Дед укрылся шубой, а голые ноги подставил близехонько к костру.
— Ну, вот, теперича, коли так, слушай…
Покряхтел, поскреб обеими руками лохматую голову, сладко зевнул и старательно закрестил рот.
— Ну, дак вот, я и говорю. На моих памятях это дело-то приключилось, а я в та-поры мальцом был. Да. И вдруг, братец ты мой, начали мы с матерью замечать, что с тятей чего-то неладное доспелось, чего-то тосковать тятя начал. А жили мы, надо тебя упредить, справно. Сядет, бывало, тятя под окошко, подшибется рукой, да и сидит, как статуй, молча. — «Ты чегой-то, Терентий?» — мамынька окликнет. — «Так, ничего». Мамынька на реку сбегает, баню протопит, придет, а он все еще, подшибившись, сидит. — «Да ты бы хоть поел, на-ка, щербы[2] покушай». — «Нет, не надо». — «Не брюхо ли у тебя схватило?» А отец этак срыву ответит: «Вот тут у меня болит… вот тут, понимаешь?» — А сам по сердцу ладонью стукает. «Ну-к иди, не-то, в баньку, похвощись». — «Дура!» — крикнет отец, вскочит, сорвет с гвоздя картуз, да марш вон. А мамынька — выть. Уж ночью придет батя домой, к петухам, почитай. Вот день, вот другой, вот третий… Батя все не в себе. Потом оклемается — опять за работу… Недели две так продюжит, а потом опять к нему лихо причепится. Ах, ты, Господи. А то пить учнет. И пьет, и пьет, фу ты, пропасть.

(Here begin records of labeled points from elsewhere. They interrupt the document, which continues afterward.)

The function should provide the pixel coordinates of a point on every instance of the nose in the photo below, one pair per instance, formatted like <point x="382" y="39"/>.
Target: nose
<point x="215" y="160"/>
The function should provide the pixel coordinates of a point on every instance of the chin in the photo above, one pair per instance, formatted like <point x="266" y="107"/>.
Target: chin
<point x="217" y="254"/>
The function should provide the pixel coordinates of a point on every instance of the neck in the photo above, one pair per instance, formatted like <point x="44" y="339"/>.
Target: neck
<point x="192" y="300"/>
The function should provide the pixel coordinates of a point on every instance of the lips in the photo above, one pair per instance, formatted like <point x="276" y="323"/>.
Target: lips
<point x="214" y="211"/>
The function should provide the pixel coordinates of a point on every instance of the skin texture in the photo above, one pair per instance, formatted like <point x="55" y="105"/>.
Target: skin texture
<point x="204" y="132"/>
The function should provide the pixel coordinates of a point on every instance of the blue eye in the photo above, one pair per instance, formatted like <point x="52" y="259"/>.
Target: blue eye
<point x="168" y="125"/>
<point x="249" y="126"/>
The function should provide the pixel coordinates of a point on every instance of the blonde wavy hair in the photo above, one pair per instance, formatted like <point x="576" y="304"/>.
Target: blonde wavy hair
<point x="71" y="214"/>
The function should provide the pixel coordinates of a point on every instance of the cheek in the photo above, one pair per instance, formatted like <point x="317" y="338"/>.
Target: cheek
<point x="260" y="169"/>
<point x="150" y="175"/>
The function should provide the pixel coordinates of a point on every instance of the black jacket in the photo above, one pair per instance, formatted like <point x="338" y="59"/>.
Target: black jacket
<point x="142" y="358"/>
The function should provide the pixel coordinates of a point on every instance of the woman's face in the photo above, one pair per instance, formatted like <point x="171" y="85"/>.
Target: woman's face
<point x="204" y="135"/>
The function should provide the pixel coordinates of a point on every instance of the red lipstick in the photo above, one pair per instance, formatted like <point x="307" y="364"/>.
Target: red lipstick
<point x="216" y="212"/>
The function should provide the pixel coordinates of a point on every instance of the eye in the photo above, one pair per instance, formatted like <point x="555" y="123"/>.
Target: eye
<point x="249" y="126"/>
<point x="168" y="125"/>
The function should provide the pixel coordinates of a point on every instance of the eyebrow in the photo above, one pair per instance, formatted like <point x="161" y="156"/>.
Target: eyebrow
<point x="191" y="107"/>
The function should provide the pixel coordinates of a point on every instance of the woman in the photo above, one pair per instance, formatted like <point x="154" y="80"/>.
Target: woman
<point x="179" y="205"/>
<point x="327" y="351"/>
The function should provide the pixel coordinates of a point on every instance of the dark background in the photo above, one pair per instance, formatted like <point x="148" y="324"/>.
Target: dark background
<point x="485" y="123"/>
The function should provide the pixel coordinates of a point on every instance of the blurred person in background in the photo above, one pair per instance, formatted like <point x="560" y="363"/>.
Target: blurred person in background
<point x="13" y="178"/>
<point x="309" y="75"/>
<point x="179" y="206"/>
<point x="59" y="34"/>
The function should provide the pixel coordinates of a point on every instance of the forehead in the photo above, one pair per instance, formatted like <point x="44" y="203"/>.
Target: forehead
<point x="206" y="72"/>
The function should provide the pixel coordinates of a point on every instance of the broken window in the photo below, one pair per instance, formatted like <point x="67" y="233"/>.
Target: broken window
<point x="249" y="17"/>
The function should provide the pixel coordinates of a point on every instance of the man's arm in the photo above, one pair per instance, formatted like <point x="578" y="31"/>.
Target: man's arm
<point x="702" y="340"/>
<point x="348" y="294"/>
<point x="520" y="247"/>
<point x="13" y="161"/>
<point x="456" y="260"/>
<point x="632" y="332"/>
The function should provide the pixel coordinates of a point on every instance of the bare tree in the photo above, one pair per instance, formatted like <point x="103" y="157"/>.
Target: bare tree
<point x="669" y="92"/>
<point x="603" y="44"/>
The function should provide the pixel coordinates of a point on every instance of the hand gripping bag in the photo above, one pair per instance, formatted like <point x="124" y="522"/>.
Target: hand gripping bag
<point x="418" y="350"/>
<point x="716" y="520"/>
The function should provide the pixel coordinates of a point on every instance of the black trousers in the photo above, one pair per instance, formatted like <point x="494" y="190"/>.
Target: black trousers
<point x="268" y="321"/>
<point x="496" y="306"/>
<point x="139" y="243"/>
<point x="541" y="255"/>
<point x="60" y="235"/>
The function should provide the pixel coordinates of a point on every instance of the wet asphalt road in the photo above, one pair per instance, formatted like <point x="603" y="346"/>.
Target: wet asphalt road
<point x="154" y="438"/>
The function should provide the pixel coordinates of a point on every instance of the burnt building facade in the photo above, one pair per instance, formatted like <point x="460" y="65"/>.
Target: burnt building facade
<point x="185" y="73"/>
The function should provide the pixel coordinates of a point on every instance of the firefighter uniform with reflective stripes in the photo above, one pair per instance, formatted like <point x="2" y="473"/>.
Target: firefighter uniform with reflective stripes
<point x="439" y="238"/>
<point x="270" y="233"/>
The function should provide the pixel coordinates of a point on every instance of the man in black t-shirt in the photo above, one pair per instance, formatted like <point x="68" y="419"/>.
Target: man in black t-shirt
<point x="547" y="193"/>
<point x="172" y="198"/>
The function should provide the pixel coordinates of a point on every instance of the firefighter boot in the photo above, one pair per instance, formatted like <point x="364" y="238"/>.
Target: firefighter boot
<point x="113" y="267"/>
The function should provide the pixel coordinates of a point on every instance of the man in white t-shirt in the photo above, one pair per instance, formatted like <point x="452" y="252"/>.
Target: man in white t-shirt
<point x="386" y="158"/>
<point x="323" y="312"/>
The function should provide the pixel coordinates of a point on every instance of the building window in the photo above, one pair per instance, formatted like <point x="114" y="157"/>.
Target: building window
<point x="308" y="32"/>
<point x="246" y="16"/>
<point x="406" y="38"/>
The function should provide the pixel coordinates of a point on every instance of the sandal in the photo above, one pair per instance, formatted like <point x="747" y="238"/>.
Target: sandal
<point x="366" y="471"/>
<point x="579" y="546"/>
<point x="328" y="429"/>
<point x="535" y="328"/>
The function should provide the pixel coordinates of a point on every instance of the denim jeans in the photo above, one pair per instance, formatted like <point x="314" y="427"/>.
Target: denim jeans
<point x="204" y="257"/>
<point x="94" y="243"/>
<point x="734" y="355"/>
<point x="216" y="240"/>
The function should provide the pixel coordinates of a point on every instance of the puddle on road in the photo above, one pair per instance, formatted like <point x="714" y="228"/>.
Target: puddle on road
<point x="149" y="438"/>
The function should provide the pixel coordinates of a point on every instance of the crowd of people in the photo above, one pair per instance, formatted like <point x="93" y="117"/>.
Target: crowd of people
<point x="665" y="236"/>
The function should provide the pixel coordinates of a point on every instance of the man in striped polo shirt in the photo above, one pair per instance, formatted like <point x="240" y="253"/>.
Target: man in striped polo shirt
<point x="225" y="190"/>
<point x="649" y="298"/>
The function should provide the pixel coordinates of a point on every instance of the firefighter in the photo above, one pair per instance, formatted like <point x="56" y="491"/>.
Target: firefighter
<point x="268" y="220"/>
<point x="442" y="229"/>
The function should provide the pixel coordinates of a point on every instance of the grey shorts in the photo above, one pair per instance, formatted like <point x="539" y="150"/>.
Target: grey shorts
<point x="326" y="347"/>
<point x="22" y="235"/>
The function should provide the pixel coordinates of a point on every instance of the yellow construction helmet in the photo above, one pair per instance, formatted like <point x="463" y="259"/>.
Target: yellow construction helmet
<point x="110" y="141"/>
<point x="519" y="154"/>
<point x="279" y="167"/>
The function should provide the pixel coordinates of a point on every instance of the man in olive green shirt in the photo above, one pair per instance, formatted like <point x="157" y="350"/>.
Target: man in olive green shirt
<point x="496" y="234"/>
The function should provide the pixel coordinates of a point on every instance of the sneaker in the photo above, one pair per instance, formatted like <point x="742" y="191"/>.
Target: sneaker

Так вот и маялся. — «Да чего это с тобой, Терентий, сделалось?» — мамынька спросит. — «Тоскливо мне… Тоска… Понимаешь, тоска»… а у самого слезы. — «Дык, дай я тебя натру, благословись, сорокапритошником, от сорока приток, сорока болезней способствует». — «Молчи, дура-баба», — и весь сказ. И вот, братец ты мой, теперича слушай, кака оказия стряслась. Спишь, нет?
— Я слушаю.
— То-то, Ну. вот… Заходит к нам в этако-то время бродяжка, так, мозгляк какой-то, ночевать просится. Ну, что ж, ночевать, так ночевать, места не жалко. Накормили его, значит, напоили. — «Откуда Бог несет?» — «По хрещеным хожу, питаюсь. А вот, — говорит, — верстах в десяти от вас — чудо». — «Какое чудо?!» — отец обрадовался. «Да, — говорит, по Нижней Тунгуске из Енисейска города на Лену в каторгу преступников в лодке бичевой тянут, а средь их, — говорит, знаменитый разбойник Горкин с полюбовницей». — «А чем же он знаменитый?» — «Да его, — говорит, — никакие цепи, никакие остроги не держут… Слово такое знает, сколь раз убегал… Сам убежит, да еще человек с двадцать уведет с собою». У тятьки и глаза загорелись, аж задрожал весь. — «Изот! — кричит мне тятя. — Оболакайся живчиком, пойдем глядеть». Ну, одначе мамынька умолила тятю, не потрогал меня, один ушел. Вот ждать мы тятеньку, ждать, нету. Опосля того, этак через неделю времени, бряк в окно: «Эй, отворитесь-ка». А ночь была глуха я. «Ну, — говорит, — Акулина, вот чудо, так чудо видал я», — и за чаем начал нам, значит, все по порядку, что и как.